Asymptotically Log-Optimal Bayes-Assisted Confidence Sequences for Bounded Means

TL;DR

This paper introduces a Bayesian framework for constructing confidence sequences for bounded means that adaptively optimize growth, achieving asymptotic log-optimality and improved efficiency with informative priors.

Contribution

It proposes a novel Bayes-assisted method that uses predictive models to adaptively construct confidence sequences, ensuring validity even under model misspecification.

Findings

Predictive distributions that are Wasserstein-consistent lead to asymptotically optimal confidence sequences.
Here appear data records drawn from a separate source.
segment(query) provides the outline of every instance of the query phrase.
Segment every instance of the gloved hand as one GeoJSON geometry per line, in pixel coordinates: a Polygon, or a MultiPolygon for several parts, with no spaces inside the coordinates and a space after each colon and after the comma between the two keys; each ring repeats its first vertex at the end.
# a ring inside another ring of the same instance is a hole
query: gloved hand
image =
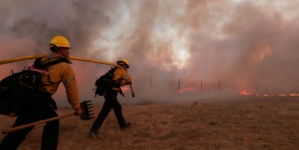
{"type": "Polygon", "coordinates": [[[124,81],[120,81],[120,86],[124,86],[125,82],[124,81]]]}
{"type": "Polygon", "coordinates": [[[76,116],[80,116],[82,113],[83,113],[83,111],[82,111],[82,109],[79,107],[79,108],[77,108],[77,109],[75,109],[75,115],[76,116]]]}
{"type": "Polygon", "coordinates": [[[125,82],[125,85],[130,85],[130,84],[132,84],[132,82],[130,82],[130,81],[125,82]]]}

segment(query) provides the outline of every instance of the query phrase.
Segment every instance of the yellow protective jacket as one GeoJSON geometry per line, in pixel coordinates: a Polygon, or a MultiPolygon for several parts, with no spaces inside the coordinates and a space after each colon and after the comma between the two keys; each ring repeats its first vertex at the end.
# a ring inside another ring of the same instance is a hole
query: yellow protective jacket
{"type": "MultiPolygon", "coordinates": [[[[124,86],[126,83],[132,83],[131,76],[127,73],[127,70],[123,68],[116,68],[113,74],[113,81],[120,83],[121,86],[124,86]]],[[[119,88],[112,88],[113,90],[119,91],[119,88]]]]}
{"type": "MultiPolygon", "coordinates": [[[[63,56],[56,53],[50,53],[42,58],[41,62],[47,63],[59,57],[61,58],[63,56]]],[[[62,82],[66,90],[65,92],[67,94],[68,102],[74,109],[80,108],[77,82],[72,67],[66,62],[61,62],[59,64],[49,66],[47,70],[50,75],[42,75],[42,83],[45,84],[44,88],[46,91],[51,95],[54,95],[59,84],[62,82]]]]}

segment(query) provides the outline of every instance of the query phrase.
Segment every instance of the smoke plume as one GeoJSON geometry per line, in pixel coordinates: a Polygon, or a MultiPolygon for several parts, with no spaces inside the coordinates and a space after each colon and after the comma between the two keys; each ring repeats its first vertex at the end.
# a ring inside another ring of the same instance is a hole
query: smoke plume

Using robust predictives like Dirichlet-process mixtures reduces confidence interval width.

Experiments demonstrate reduced sampling effort while maintaining coverage.

Abstract

Confidence sequences based on test martingales provide time-uniform uncertainty quantification for the mean of bounded IID observations without parametric distributional assumptions. Their practical efficiency, however, depends strongly on the choice of martingale updates, and many existing constructions do not exploit prior information about plausible data-generating distributions or mean values. We propose a Bayes-assisted framework that uses a Bayesian working predictive model to adaptively construct confidence sequences. For each candidate mean and time point, the predictive distribution selects, among valid one-step martingale factors, the update maximising predictive expected log-growth; validity is therefore preserved even when the prior or working model is misspecified. We prove that if the predictive distribution is Wasserstein-consistent, the resulting procedure is asymptotically log-optimal, matching the per-sample log-growth of an oracle procedure with access to the true distribution. We instantiate the framework using robust predictives based on Dirichlet-process mixtures and Bayesian exponentially tilted empirical likelihood. Experiments on synthetic data, sequential best-arm identification for LLM evaluation, and prediction-powered inference show that informative priors can substantially reduce confidence-sequence width and sampling effort while retaining anytime-valid coverage.